骨とくっついてくれない原因とその対処法2

インプラント治療も、医療という側面上、100%失敗がないと言い切ることはできません。
いくつか考えられる失敗例をみてきましたが、引き続きインプラントが骨とくっついてくれない原因をみていきましょう。

骨とくっついてくれない原因のひとつとして患者さんが糖尿病をお持ちでったり、ヘビースモーカーであったりする場合に起こりうるケースです。
そのような方々に対して、適切な措置や対処を考えない医師側の人為的ミスが、失敗を生みます。

そもそも糖尿病やヘビースモーカーの方は、通例よりもインプラントの密着する確率が下がる傾向にあります。
その対処方法としてはHAインプラントを使う方法が考えられます。

糖尿病の方は、ヘモグロビンA1c(糖尿病のコントロールの指標。5.8以下が健常とされています。)の値が7を切るまで十分にコントロールすることが望ましく、場合によっては、手術をしないという勇気ある撤退も必要です。

あくまでもケースバイケースですが、どんな決断をするにせよ、歯科医の強い意志と確な判断が要求されます。

また約1%弱の確率ですが、糖尿病やヘビースモーカーでなくても、インプラントと骨がうまくくっつかないこともあります。
この場合、原因は不明ですが、再手術すればほとんどの場合、うまくくっついてくれます。

骨とくっついてくれない原因とその対処法1

インプラントを埋め込むことはできたが、骨とくっつかなかった場合をみていきます。
せっかくインプラントを埋め込んだものの、骨とくっつかなかったとしたら、
歯科医にとっても患者さんにとっても、とても残念な結果としかいいようがありません。そうなってしまう原因もまたいくつかあります。

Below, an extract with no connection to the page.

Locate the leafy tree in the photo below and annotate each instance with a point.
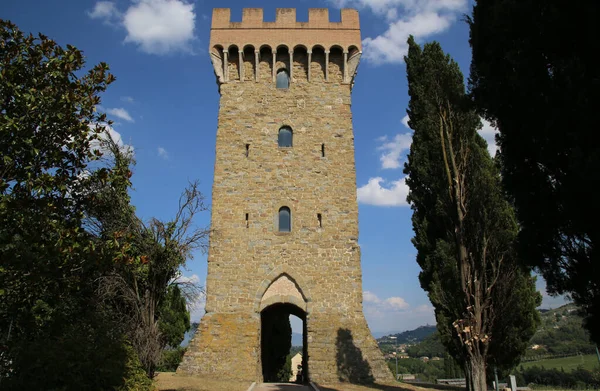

第1の原因は、ドリルの熱によるものです。インプラントを埋め込むための穴をアゴの骨に開ける際、ドリルの回転数が高すぎて熱を発し、骨細胞が死んでしまうことがあるのです。実は、骨細胞はかなり熱に弱く、42℃程度で死んでしまいます。

そうならない対処法は、骨を削る際に十分に注水して、冷やしながら行うことです。
このミスについては歯科医の初歩的な技術不足といえます。

第2の原因は、患者さんの骨密度が低すぎて、骨細胞がインプラントをしっかり取り囲んでくれなかった場合です。この対処法は、骨をコンデンス(濃縮)して骨の密度を上げたり、HAインプラントを使うことです。

HAインプラントというのは、通常のインプラントがチタン100%でできているのに対し、
材質は同じチタンでも表面に特殊なコーティングが施されており、骨とインプラントが密着するまでの時間も通常のインプラントよりも短くてすむ特性もあります。